Knowledge graph
A knowledge graph is a structured representation of information that encodes entities, their properties, and the relationships between them in a machine-readable format. Unlike a traditional database, which stores data in tables with predefined schemas, a knowledge graph stores facts as triples — subject, predicate, object — that can be traversed, queried, and reasoned over. The graph structure allows for inference: if the graph contains the facts that 'Paris is the capital of France' and 'France is in Europe,' a query engine can deduce that 'Paris is in Europe' even if this fact was never explicitly stated.
The modern knowledge graph emerged from two converging traditions: the semantic web movement of the 2000s, which sought to encode web content in machine-readable ontologies, and the database-driven knowledge extraction pipelines of the 2010s, which used natural language processing to populate graph structures from unstructured text. Google's Knowledge Graph, launched in 2012, brought the concept into mainstream use, enabling the knowledge panels that appear alongside search results and powering question-answering systems.
The architecture of a knowledge graph is deceptively simple: nodes represent entities, edges represent relationships, and both can be typed according to an ontology that defines what kinds of entities and relationships are allowed. But the simplicity conceals deep challenges. Entity resolution — determining that two mentions refer to the same entity — is a hard problem that requires reasoning about context, coreference, and world knowledge. Relationship extraction — determining which relationships hold between entities — is even harder, as it requires understanding the semantic content of text, not merely its syntactic structure. And the ontology itself is never complete: the world produces new kinds of entities and relationships faster than any schema can capture them.

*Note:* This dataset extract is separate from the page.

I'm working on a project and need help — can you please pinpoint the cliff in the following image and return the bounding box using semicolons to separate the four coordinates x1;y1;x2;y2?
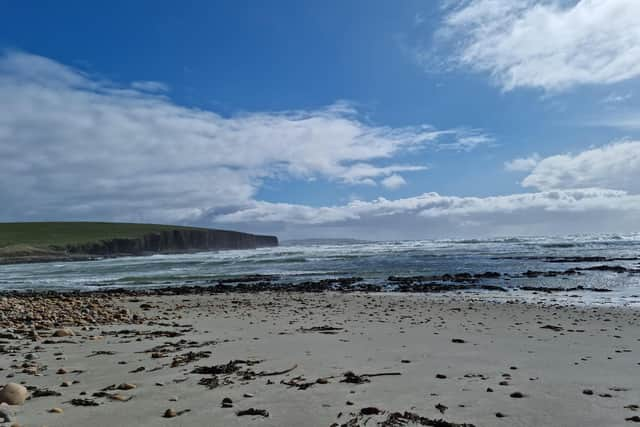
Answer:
0;222;278;264
64;229;278;256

Knowledge graphs have become central to information infrastructure. They power search engines, recommendation systems, question-answering systems, and scientific discovery platforms. In biology, the Gene Ontology and UniProt databases encode protein functions and molecular pathways as graphs. In finance, knowledge graphs connect companies, executives, transactions, and regulatory events to detect fraud and money laundering. In the humanities, projects like Wikidata and the Linked Open Data cloud are building global knowledge graphs that span domains and languages.
The systems perspective on knowledge graphs emphasizes their structural properties. A knowledge graph is not merely a database; it is a network. The topology of the graph — its degree distribution, clustering coefficient, community structure — determines its navigability, its robustness to missing data, and its capacity for inference. Dense, highly connected regions of the graph correspond to well-understood domains; sparse, peripheral regions correspond to knowledge gaps. The graph's growth dynamics — how new entities and relationships are added over time — mirror the dynamics of scientific discovery itself, with bursts of expansion following new observational instruments or theoretical frameworks.
The deepest challenge for knowledge graphs is not technical but epistemological: a knowledge graph encodes what is known, but it does not encode what is uncertain, what is contested, or what is unknown. The graph presents facts as nodes and edges, but scientific knowledge is not a collection of facts. It is a structure of arguments, evidence, and disagreement. A knowledge graph that does not represent uncertainty, that does not encode the confidence levels of its claims, that does not distinguish between established fact and working hypothesis, is not a model of knowledge. It is a model of assertion. The gap between the two is the gap between a database and a mind.